Arrivano due piatti di pasta fumanti e, inebriato un po’ dal profumo e un po’ dalla passione di Mauro per il tennis, gli chiedo della sua vita da tecnico federale: “nel ’79 decisi di diventare maestro e andai a Roma, con l’intento di formarmi e ritornare a Brescia. Divenni Maestro e non tornai più a casa, perché mi proposero di entrare a far parte della Scuola Maestri al Circolo delle Tre Fontane. Per me fu un onore, oltretutto mi piaceva molto l’idea di far parte dei “tecnici”. Nell’80 divenni vice-direttore della Scuola Maestri, un ruolo molto appagante dal punto di vista professionale e personale, motivo per cui ho ottimi rapporti con tutti coloro che sono passati alla Scuola in quel periodo. Ero anche Direttore Tecnico al Circolo del Foro Italico e mi occupavo anche delle squadre nelle varie competizioni. Avemmo ottimi risultati, si lavorava molto bene e avevamo ottimi giocatori in squadra.”
Mauro si illumina, poi, quando parla dei “ragazzi”. È chiaro che ha una predilezione per i ruoli tecnici e, stuzzicato dalla curiosità, gli chiedo chi siano: “sempre tra l’80 e l’84, mi occupavo del Centro Estivo di Sestola e del Centro Tecnico di Palagano, le prime due realtà in tal senso. In tanti sono passati di lì, più o meno forti e conosciuti. Giusto per fare alcuni nomi, c’erano Diego Nargiso, Renzo Furlan, Cristiano Caratti, Laura Golarsa. Anche a Roma ho avuto modo di seguire ottimi giocatori, come Vincenzo Santopadre in Coppa delle Regioni, mentre al Circolo delle Tre Fontane avevamo la Simmonds e Claudio Pistolesi. Parliamo di tennisti che hanno avuto splendide carriere, che mi hanno fatto vivere bellissimi momenti di tennis. Ancora oggi sono in contatto e ho un ottimo rapporto con molti di loro.”

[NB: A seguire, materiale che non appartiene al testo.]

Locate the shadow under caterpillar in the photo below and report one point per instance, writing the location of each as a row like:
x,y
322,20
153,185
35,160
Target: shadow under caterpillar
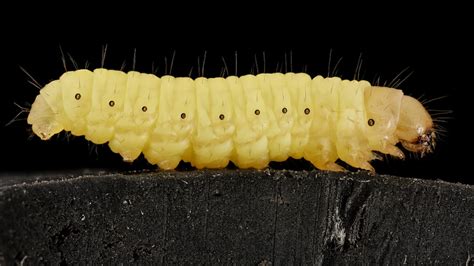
x,y
249,120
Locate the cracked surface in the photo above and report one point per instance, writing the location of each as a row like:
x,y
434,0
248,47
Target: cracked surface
x,y
235,217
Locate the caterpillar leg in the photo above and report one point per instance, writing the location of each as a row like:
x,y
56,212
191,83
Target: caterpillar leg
x,y
329,166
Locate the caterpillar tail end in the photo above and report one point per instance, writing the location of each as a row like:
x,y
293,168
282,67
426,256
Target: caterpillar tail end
x,y
43,119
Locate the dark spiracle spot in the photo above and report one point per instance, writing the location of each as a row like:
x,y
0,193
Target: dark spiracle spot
x,y
371,122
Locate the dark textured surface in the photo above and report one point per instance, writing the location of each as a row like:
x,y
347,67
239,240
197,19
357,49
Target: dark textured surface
x,y
235,217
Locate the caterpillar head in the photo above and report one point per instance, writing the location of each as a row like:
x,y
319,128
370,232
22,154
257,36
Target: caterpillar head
x,y
394,117
43,114
415,128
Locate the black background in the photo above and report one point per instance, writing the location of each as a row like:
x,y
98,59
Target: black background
x,y
432,41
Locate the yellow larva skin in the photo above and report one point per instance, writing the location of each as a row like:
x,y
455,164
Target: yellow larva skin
x,y
249,120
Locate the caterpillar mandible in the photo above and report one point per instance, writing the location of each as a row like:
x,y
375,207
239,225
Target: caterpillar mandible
x,y
249,120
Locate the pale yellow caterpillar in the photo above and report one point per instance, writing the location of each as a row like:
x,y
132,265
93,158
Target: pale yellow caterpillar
x,y
249,120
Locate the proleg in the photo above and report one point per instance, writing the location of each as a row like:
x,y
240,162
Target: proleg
x,y
249,120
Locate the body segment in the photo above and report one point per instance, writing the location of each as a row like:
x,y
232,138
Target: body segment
x,y
249,120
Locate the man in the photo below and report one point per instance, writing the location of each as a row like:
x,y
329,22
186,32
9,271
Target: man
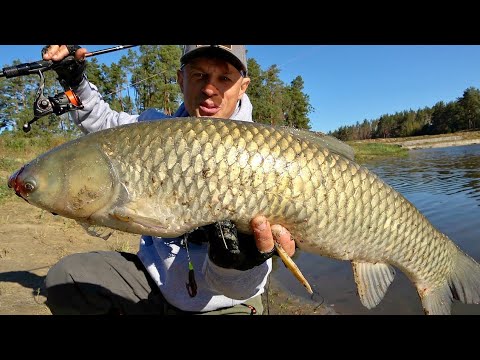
x,y
213,270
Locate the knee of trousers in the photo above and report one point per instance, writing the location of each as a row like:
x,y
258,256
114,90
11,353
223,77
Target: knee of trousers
x,y
63,272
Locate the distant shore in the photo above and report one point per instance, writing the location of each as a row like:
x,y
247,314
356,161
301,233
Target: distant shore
x,y
428,141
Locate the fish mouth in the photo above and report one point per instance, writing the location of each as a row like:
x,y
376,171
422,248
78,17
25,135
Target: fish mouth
x,y
15,184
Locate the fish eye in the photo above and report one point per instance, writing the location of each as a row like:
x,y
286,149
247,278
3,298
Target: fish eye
x,y
29,186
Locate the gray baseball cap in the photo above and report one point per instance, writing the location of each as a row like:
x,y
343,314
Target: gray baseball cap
x,y
234,54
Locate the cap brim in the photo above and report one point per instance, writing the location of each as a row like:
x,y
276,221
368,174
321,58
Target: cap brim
x,y
208,51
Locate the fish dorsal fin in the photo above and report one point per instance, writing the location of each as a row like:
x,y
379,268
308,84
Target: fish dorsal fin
x,y
331,143
97,230
372,281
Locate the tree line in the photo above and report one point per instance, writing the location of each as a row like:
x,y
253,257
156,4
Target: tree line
x,y
460,114
146,78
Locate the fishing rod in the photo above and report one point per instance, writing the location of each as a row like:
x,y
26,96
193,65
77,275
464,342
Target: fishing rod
x,y
59,103
44,65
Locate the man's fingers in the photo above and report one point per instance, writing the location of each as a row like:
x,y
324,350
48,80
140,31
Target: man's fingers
x,y
283,237
59,52
262,233
80,54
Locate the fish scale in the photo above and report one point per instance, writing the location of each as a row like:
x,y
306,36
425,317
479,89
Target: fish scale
x,y
168,177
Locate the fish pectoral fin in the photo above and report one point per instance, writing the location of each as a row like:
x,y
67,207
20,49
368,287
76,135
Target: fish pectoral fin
x,y
128,215
97,230
372,281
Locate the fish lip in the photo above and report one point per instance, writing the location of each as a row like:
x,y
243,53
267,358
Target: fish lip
x,y
12,182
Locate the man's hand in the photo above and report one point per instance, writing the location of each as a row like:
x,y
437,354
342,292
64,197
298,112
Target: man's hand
x,y
265,235
72,73
233,250
59,52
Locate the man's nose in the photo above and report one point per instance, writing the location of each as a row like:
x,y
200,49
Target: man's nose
x,y
210,89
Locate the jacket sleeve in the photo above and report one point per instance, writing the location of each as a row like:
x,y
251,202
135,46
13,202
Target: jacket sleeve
x,y
237,284
96,113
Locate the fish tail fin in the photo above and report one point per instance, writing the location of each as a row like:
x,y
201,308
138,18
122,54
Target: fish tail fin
x,y
465,280
463,284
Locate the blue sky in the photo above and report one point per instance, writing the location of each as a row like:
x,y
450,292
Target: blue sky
x,y
349,83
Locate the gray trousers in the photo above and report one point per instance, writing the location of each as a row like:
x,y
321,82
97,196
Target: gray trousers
x,y
110,282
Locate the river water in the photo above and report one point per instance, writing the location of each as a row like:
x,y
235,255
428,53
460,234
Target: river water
x,y
444,184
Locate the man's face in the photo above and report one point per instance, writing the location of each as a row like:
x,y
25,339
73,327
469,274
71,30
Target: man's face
x,y
211,87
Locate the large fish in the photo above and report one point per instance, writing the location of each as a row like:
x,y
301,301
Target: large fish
x,y
168,177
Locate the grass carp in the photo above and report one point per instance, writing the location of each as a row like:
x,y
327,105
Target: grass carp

Il primo impegno con la stampa avviene grazie al periodico “Il Tennista”, come tester di materiale tennistico:”nell’80 cominciai a collaborare con la rivista, all’epoca molto conosciuta. Svolgevo i test sui materiali e recensivo soprattutto racchette e palline. All’epoca la varietà di corde non era quella odierna, mi concentravo soprattutto sui telai, che erano in evoluzione proprio in quel periodo. Mi piaceva, fu una collaborazione molto utile per quello che è stato poi il mio futuro.”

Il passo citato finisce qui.